As Columbia Pictures
planned its publicity campaign for
Guess Who's Coming to Dinner
, Sidney Poitier was largely unavailable, immersed in the filming of
For Love of Ivy
. That was just as well for the cautious studio, which decided to capitalize on the sentiment surrounding Spencer Tracy's death by centering its promotional efforts on Katharine Hepburn, who agreed to “introduce” her niece to the press in a series of carefully managed interviews. Then the movie got an unexpected boost from some front-page news. In September 1967, eighteen-year-old Margaret Rusk married twenty-two-year-old Guy Smith at Stanford University.
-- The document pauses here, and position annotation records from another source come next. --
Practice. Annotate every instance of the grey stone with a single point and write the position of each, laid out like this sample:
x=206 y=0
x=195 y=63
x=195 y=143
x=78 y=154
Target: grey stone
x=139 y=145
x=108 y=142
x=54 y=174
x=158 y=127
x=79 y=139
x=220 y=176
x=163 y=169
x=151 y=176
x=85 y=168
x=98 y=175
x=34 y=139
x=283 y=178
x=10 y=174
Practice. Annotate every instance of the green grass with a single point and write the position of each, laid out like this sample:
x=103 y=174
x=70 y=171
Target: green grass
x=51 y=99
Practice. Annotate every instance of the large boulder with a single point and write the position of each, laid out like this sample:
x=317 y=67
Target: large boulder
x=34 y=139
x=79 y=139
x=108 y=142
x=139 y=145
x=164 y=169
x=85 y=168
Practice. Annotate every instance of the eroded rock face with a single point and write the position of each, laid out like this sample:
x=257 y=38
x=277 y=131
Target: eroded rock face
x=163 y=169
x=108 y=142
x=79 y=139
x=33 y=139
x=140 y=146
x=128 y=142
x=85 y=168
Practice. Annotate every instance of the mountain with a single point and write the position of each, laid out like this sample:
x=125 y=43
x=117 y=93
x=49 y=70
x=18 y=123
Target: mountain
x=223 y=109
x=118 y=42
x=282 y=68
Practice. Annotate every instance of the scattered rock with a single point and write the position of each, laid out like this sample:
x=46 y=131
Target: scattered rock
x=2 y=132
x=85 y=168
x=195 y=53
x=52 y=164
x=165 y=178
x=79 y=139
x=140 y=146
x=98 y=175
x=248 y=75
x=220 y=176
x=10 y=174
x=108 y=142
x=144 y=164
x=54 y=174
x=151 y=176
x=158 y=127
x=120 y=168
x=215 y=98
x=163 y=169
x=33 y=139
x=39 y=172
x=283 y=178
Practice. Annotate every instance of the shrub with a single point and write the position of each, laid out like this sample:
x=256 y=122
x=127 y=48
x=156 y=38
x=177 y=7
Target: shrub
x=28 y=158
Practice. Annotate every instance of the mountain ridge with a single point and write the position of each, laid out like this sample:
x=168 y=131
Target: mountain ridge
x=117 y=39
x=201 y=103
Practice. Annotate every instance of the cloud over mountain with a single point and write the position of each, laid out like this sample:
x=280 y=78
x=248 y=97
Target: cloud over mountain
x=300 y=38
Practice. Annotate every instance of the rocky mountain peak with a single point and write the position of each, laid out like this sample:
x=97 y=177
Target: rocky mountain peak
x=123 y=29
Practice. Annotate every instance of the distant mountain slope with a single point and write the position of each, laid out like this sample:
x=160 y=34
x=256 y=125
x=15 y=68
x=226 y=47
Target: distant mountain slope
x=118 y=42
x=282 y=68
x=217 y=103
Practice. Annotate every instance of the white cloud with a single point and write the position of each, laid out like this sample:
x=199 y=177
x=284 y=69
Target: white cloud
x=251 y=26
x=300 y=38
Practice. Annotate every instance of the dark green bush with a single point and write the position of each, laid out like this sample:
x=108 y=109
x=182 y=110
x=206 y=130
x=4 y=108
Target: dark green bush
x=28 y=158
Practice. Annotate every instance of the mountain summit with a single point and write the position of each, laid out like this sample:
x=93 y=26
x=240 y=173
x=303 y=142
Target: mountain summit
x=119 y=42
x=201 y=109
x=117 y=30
Rusk was white; Smith was black; and Rusk's father was the secretary of state. When Dean Rusk learned of his daughter's engagement, he went to President Johnson and offered to resign rather than embarrass the administration, but he also made it clear that he intended to walk her down the aisle either way. Johnson didn't let him go; his presidency was so intertwined with Rusk's policy making that
The New York Review of Books
ran a front-page David Levine caricature of Rusk and the president depicting them as, respectively, Bonnie and Clyde.
17
The Rusk-Smith wedding was covered extensively by most newspapers and made the cover of
Time
, which could have been reading outtakes from the final speech William Rose had given Spencer Tracy when it proclaimed, “In a year when blackwhite animosity has reached a violent crescendo in the land, two young people and their parents showed that separateness is far from the sum total of race relations in the U.S.—that to the marriage of two minds, color should be no impediment.” But the article also noted that the State Department had received hundreds of angry calls and letters, that many members of Rusk's family did not attend the wedding, and that Democrats were worried about possible political fallout for Johnson in the 1968 presidential election. The magazine quoted one woman as saying of Rusk, “It will serve the old goat right to have nigger grandbabies,”
18
and followed up with a letter column in which two correspondents approved of the wedding and two did not—one of whom argued that “the mongrelizing of races…would be more properly ignored.”